Coding the Matrix Lectures vs Assignments

It is probably about learning style.  I don't do well in lecture classes.  I have trouble with short term memory.  By the time I'm done listening to a lecture about two types of matrix-vector multiplication and vector-matrix multiplication I've been vectored into the state of confusion.  My lights are out.  I find myself reviewing Wikipedia to do the assignments.  I've tried going back into the videos and listening to them several times.  It doesn't sink in.  Mathematicians have a love affair with Greek letters.  Just seeing them does something to my mind.  It doesn't really matter how many times I'm told about how a vector space can be defined by a span none of this is grounded.  I'm hearing word salad.  I fear I'm going to have some real trouble ahead.  I've been able to get the correct answer to all of the assignments so far.  When it came to vector space I ended up doing a Boolean search.  On two of the three tasks it took me 4 attempts to get the correct answer to two questions each with the answer to each question being True or False.  Four attempts at four possibilities to get the correct one?  That's obviously worse than chance. 
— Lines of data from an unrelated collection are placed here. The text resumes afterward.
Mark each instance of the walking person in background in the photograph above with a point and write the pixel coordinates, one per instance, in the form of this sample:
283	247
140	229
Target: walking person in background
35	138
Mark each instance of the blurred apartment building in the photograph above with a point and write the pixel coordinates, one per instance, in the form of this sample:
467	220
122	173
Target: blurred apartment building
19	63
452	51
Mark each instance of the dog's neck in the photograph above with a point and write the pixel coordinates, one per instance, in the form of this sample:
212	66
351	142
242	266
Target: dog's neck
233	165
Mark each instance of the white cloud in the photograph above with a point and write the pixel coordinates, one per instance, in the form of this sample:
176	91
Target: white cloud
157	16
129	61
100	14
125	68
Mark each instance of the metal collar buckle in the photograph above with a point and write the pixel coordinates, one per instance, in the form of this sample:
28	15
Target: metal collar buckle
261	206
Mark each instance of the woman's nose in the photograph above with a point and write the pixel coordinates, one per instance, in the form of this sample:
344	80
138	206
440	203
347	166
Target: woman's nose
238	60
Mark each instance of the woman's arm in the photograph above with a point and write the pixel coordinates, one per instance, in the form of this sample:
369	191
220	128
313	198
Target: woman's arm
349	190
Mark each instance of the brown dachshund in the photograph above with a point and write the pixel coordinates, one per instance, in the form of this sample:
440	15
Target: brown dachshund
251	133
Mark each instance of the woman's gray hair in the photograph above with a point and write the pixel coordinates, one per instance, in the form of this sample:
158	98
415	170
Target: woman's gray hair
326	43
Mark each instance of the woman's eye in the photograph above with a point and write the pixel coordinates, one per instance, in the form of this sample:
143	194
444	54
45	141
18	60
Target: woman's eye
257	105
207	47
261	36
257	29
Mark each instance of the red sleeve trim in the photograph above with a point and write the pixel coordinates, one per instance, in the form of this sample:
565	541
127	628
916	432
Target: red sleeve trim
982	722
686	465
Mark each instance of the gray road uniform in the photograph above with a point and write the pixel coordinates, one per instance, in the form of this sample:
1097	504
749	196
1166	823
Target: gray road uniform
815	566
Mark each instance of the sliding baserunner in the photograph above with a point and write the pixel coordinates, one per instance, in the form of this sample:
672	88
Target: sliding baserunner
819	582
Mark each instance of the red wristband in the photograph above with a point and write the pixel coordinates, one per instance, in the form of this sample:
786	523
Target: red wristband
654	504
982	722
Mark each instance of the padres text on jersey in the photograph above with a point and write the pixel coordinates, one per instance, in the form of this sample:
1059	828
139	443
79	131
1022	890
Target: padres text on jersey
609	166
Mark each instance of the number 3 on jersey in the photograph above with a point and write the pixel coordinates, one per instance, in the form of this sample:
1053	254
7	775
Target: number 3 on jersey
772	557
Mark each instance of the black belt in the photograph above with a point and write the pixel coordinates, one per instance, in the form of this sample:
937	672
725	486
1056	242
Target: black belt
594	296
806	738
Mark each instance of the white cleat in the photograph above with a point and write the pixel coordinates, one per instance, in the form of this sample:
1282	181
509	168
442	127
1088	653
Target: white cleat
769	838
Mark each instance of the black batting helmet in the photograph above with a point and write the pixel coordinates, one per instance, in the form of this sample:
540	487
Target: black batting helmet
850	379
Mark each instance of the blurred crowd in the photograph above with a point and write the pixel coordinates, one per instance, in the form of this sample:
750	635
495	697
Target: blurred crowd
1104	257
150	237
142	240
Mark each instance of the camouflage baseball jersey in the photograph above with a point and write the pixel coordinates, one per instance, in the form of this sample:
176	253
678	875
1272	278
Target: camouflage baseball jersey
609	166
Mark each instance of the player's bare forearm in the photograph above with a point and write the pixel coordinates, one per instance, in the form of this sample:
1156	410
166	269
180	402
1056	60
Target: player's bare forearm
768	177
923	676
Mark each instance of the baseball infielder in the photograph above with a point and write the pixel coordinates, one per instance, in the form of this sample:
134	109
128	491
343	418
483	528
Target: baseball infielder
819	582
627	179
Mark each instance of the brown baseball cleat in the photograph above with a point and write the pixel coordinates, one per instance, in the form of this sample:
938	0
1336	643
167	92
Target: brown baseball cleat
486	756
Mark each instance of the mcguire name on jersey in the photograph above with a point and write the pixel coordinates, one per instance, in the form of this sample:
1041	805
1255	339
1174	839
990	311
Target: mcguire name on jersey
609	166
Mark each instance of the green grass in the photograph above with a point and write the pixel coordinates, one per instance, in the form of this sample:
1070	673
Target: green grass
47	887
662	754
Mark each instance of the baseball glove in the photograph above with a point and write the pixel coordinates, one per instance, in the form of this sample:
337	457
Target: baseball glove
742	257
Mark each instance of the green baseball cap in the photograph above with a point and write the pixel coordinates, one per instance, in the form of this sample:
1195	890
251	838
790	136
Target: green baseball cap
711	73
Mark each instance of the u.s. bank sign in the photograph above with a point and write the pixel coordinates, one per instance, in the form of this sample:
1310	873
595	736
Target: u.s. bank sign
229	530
I really didn't understand vector space.

Here's hoping things get better.

Saturday, August 3, 2013

On retrieving protien sequences from online databases.

Getting a FASTA file from the UniProt database is quite simple.  I'll need to review the user agreement before I go very far but here's a simple python 2.7.5 routine to get a set of proteins from UniProt based upon the accession IDs

import urllib2

def getFromUniprot(filename,accessionList):
    """Get a set of protein sequenses from the UniProt database"""
    FastaData=''
    for accession in accessionList:
        x=urllib2.urlopen('http://www.uniprot.org/uniprot/'+accession+'.fasta')
        FastaData+=x.read()
        x.close()
    f=open(filename,'w')
    f.write(FastaData)
    f.close

getFromUniprot('mprt.fasta',['A2Z669','B5ZC00',
        'P07204_TRBM_HUMAN','P20840_SAG1_YEAST'])

While this could be part of a solution to Rosalind's Finding a Protein Motif there's a bit more to it than that.  I tried something similar with the NCBI database using a URL like this:
http://www.ncbi.nlm.nih.gov/protein/238064857?report=fasta&format=text but it doesn't work.  NCBI expect you to use their Entrez Utilities.  BioPython has its own interface on top of Entrez.
The two websites may have slightly different protein sequences.  The header to the sequence for B5ZC00 look like this (I've broken the line so it is easier to read):

UniProt:
>sp|B5ZC00|SYG_UREU1 Glycine--tRNA ligase OS=Ureaplasma urealyticum serovar 10 
   (strain ATCC 33699 / Western) GN=glyQS PE=3 SV=1
NCBI:  
>gi|238064857|sp|B5ZC00.1|SYG_UREU1 RecName: Full=Glycine--tRNA ligase;
    AltName: Full=Glycyl-tRNA synthetase; Short=GlyRS

The sp prefix indicates SWISS-PROT. The gi prefix indicates GenInfo Integrated Database.  Here are the prefixes handled by NCBI.  The NCBI header seems to indicate a SWISS-PROT variant of the protein mentioned above.  Interestingly http://www.uniprot.org/uniprot/B5ZC00.1.fasta returns a different header with the prefix "UniProtKB/TrEMBL".  There's so much to learn and more of it every day.  I guess I could put all three into a single file then run a Hamming count on them to see if they differ.  Unfortunately I'm using the second field as the name when I build my python structures so I'd have to fudge one of the one's retrieved from the UniProt DB so they would have different names/accession IDs.